How awesome is it that they were found by young artists? I’m really thrilled that these Journals will be put to such good use!
Around lunchtime today I headed into the city for the final Drop of Sharing Ink. I’d started the project at a library, the City Library, and I decided to finish it at a library too, after all I am occasionally a symmetrical kind of gal. So the obvious location for Drop 10 was the State Library of Victoria, a building and an institution I love. Not only are they a library with shelves full to bursting but they also have a mezzanine gallery with an exhibition on the history of books. So cheekily I Dropped two of the Journals there. The final Drop was Journal 22, which went into the beautiful reading room under the 100 year old dome. I walked away happy that I’d done another Drop and proud of this beautiful project, but a little sad too now it’s over!
I was talking to Melbourne craftivist Rayna Fahey the other day and she mentioned her views on patching of clothes, of which she’s very much in favour of. She said she likes to choose materials of different colours to patch an item, to show it has been patched and thus wear it’s history and it’s story proudly on it’s sleeve. So to speak.
And I thought that was so beautiful, that you can read an object’s history in it’s wear and tear, in it’s patches and mends.
That brings me to Journal 22. The handmade paper I’ve used for the Journals differ in thickness and softness, which is one of the beautiful things about it’s nature – it is handmade, which means each one is different, each page is unique. I was aware of it while sewing the Journals together though, on some of the pages I needed to be very gentle to ensure I didn’t tear through with the thread. On a couple of the Journals, it happened anyway, but that was ok, again, it’s the nature of the handmade that sometimes it’s a little wonky or whatever.
But Journal 22 got a little away from me, clearly. When I picked it up this morning I noticed that the bottom stitches had torn through a couple of the pages and as a result, the bottom of the book was very VERY loose and I was a little worried about it. I had to repair it, that was certain. But I thought back to my conversation with Rayna and decided instead of using white thread to match the original stitching, I would go with black to compliment the colour of the pen used in the Inscription.

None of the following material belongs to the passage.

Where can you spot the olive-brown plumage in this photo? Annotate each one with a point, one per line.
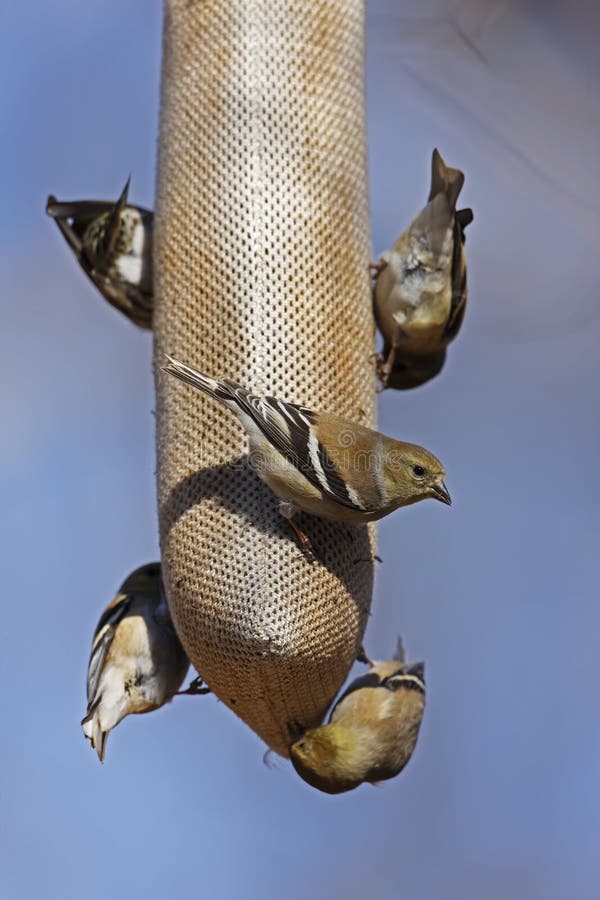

So here is Journal 22, fixed, tight and beautiful, proudly wearing the story of it’s creation and life on it’s spine and ready to be Dropped today at the State Library.
Today another Journal arrived in my mail box – Journal 22! I had organised to meet the Inscriber for a proper hand over late last week but a few things intervened and our meeting didn’t eventuate. Instead of attempting to arrange another meeting (both our schedules are pretty hectic!) the Inscriber offered to send it back via post. So currently I have 22 of the 30 Journals back and ready to set free in the CBD starting Thursday!
I’m SO excited!
And yes, today’s Journal is photographed on a pile of the Sharing Ink Journals. I couldn’t help myself!
This morning it was time for one of the last handovers, Journal 22 was to be given to it’s Inscriber.
Our car broke down yesterday, so I traveled out to the prearranged cafe by public transport. Sort of. By which I mean I got it wrong, got on the wrong train and got off at the wrong station and then had to catch a tram to the right place. Which then appeared not to be the right place and I wandered around a little before stumbling on the cafe down an alley down an alley.
But I arrived in the end only 5 minutes late (how that happened, I’m not quite sure. Maybe I’m better at this public transport lark than I think? Somehow, I’m not sure that’s it) We chatted about radicalism and feminism and baby boomers, our generation and the next one coming. We chatted about class systems and privilege and the opening and closing of schools, all over exceptionally good coffee. Journal 22 was safely handed over and then the hand over was over and we headed back to town. In a much more direct fashion (we found the right train station this time, less than a minute’s walk from the cafe).
Sharing Ink is nothing if not an adventure!